Mitos dan Logos
Radhar Panca Dahana ; Budayawan
|
MEDIA INDONESIA,
16 Maret 2016
PERISTIWA gerhana matahari (untuk ke sekian
kalinya, yang terlihat gamblang) di Indonesia pada Maret 2016 ini menimbulkan
(menciptakan) semacam heboh. Seolah ada persoalan yang dialektis atau
bipolaristik, persoalan yang sama tua dengan sejarah pengetahuan, yakni mitos
dan logos. Dalam riwayatnya, mitos tidaklah senantiasa memiliki makna yang
bertentangan dengan apa yang kita sebut dengan logos. Sebagai prosedur
berpikir kontinental-oksidental yang berbasis pada akal dengan metode
pembuktian yang materialistis hingga positivisme yang mengiringinya. Padahal,
dalam ilmu sosiologi, misalnya mitos adalah tahap yang biasanya dilewati oleh
sebuah masyarakat untuk bisa mencapai tingkatan logis.
Keduanya proses yang
bersinambungan atau terkait langsung.
Secara etimologis, sebenarnya mitos dan logos
memiliki pengertian yang sama sebagai `perhitungan' atau `cerita'. Para
pemikir memperhitungkan alam dalam sebuah kisah yang kadang bahkan sulit kita
membedakan dasar atau metodenya, mitos atau logos.
Pionir astronomi
Lalu, apa makna sesungguhnya sebuah mitos
tentang gerhana matahari? Sebagaimana sering dikisahkan, hal itu terjadi
karena Batara Kala memakan sumber kehidupan manusia. Kentungan pun harus
ditalu agar kita waspada. Apakah kemudian menjadi masalah ketika mitos yang
ternyata juga diproduksi oleh ratusan tradisi di seluruh dunia itu menjadi
medium sosial dalam mengarahkan dan menentukan perilaku (anggota) masyarakatnya?
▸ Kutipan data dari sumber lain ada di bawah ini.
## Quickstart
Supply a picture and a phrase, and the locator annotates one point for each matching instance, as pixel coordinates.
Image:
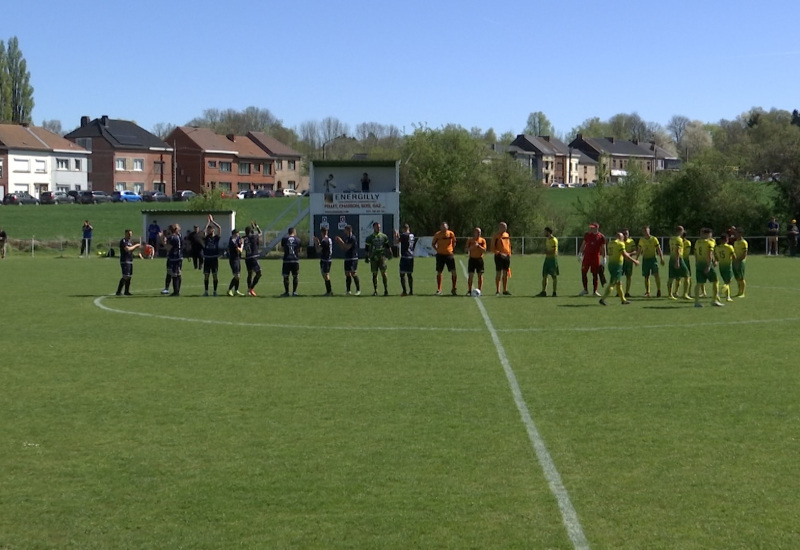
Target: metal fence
(567, 245)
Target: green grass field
(372, 422)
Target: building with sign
(355, 193)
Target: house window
(22, 165)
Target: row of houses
(113, 155)
(551, 161)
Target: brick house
(205, 161)
(288, 165)
(551, 161)
(124, 156)
(616, 155)
(34, 160)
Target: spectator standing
(86, 240)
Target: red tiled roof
(273, 146)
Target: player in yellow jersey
(550, 267)
(677, 266)
(704, 270)
(740, 250)
(687, 257)
(649, 248)
(616, 256)
(501, 246)
(627, 265)
(725, 255)
(476, 247)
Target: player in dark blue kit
(174, 259)
(251, 236)
(291, 261)
(211, 253)
(126, 249)
(324, 246)
(350, 246)
(235, 246)
(407, 240)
Benarkah mitos atau mitologi, sebagaimana praanggapan umum, kaum akademis
hingga penyelenggara negara memiliki efek atau akibat yang negatif? Bahkan,
destruktif bagi akal budi, perilaku, hingga posisi atau jati diri mutakhir
manusia dalam dunia postmodernism ini misalnya saja?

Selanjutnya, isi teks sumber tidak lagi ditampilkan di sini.